2010-01-28

At the University of Vermont Soledad O'Brien Talks About Service



Soledad O'Brien, just a few days home from being in Haiti covering the earthquake for CNN, spoke at the University of Vermont.

Her keynote was part of a week of events designed to explore Rev. Martin Luther King's ongoing relevance.

Her speech connected many aspects in a history of human neglect.
The failure of Haiti as an infrastructure is a hundred years old," she says. "Haiti did not happen in a vacuum. They have a government that fails them. You cannot ignore a country for so long and then be surprised when there is a price to pay."

According to O'Brien, pre-earthquake Haiti had an 85 percent unemployment rate, 60 percent of the population had no access to healthcare, and an estimated 225,000 children were working as slaves, farmed out as household help.

"As we sit and watch the pictures," she says, "we have to ask ourselves, 'Are we okay with this?'"

She emphasized to the audience that service is a key to progress and to our national morality. She says that was clear in both her time spent after Hurricane Katrina in New Orleans and in Haiti.

"The only way you can lead effectively in a challenging environment is to serve. By being a serving leader, [King had] the authenticity, the consistency, and ultimately the authority and his message came through."

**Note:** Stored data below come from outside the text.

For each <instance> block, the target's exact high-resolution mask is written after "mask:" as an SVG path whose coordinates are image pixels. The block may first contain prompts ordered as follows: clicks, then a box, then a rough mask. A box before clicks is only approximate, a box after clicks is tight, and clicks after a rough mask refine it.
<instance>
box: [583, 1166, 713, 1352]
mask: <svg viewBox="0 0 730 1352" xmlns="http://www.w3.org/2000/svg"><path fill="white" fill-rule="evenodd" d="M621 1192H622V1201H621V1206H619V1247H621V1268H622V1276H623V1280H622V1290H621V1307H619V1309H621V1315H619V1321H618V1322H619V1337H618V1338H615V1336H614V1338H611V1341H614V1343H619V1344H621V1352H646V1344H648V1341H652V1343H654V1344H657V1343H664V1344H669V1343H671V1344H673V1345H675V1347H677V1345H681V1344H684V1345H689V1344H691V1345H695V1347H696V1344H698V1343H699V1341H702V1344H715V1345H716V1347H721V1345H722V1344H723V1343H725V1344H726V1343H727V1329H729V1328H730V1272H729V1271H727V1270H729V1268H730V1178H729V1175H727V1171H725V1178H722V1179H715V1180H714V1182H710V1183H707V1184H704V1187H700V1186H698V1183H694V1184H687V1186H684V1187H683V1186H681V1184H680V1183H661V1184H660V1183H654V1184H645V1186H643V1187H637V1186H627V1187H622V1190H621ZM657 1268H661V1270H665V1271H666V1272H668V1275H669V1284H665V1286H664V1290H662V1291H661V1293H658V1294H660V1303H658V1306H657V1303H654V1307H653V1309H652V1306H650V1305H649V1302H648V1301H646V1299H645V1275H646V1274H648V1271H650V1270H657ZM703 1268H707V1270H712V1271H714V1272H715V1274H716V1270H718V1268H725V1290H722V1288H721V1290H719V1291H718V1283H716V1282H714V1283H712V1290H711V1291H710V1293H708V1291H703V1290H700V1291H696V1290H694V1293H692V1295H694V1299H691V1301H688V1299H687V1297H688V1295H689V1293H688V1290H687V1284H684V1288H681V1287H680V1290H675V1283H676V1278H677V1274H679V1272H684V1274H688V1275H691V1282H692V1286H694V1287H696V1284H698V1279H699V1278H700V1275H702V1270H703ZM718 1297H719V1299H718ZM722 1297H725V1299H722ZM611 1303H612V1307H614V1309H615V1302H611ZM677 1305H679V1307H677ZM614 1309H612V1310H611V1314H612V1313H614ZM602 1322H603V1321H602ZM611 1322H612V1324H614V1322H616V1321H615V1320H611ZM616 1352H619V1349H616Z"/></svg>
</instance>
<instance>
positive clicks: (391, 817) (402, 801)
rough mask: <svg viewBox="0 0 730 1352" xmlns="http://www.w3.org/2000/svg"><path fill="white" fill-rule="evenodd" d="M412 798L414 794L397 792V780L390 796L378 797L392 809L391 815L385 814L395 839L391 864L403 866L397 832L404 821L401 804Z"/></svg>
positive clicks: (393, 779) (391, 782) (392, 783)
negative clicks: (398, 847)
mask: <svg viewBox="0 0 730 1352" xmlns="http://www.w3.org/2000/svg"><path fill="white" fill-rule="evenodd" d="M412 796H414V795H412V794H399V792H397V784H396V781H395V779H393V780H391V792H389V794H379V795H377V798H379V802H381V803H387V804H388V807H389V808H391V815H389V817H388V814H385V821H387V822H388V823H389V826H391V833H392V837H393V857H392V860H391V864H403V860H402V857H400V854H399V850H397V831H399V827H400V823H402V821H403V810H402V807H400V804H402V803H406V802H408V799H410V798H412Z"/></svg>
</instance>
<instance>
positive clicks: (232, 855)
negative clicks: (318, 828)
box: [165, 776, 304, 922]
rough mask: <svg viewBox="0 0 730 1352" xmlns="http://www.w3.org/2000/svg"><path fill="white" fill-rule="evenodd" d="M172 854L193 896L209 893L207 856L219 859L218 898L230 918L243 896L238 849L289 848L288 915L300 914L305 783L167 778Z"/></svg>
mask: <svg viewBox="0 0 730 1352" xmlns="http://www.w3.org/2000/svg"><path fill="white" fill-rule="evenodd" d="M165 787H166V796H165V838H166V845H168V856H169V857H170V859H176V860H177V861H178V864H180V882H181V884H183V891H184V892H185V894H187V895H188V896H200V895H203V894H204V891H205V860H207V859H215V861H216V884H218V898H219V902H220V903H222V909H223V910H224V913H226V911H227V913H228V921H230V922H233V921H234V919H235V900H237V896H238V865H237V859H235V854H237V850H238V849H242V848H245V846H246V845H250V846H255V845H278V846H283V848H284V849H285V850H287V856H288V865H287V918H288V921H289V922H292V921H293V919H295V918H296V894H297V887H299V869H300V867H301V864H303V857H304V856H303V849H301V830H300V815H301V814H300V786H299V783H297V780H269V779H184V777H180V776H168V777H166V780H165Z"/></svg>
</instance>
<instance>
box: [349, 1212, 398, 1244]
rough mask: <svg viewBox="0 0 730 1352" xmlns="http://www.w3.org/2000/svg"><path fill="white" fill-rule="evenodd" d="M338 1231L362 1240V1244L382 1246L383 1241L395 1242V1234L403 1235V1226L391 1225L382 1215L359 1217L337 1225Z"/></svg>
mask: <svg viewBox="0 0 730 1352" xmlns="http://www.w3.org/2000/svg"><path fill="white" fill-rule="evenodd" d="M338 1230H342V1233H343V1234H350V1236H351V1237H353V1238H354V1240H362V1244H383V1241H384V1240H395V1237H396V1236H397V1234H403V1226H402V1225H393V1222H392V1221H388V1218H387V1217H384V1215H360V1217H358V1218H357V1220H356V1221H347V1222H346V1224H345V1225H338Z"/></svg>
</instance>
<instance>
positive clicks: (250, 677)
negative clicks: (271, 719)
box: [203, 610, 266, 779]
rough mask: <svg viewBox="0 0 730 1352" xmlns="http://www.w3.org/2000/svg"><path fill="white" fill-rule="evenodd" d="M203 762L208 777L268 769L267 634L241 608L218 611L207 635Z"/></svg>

She quoted Dante's Inferno "The hottest places in hell are reserved for those who, in times of great moral crisis, maintain their neutrality."
"There is nothing worse than doing nothing and saying nothing when your voice is needed. Even the perpetrator of something bad is less bad than the person standing by who has an opportunity to speak or to act and chooses not to. There are talkers and there are doers. Which are you? Which am I?"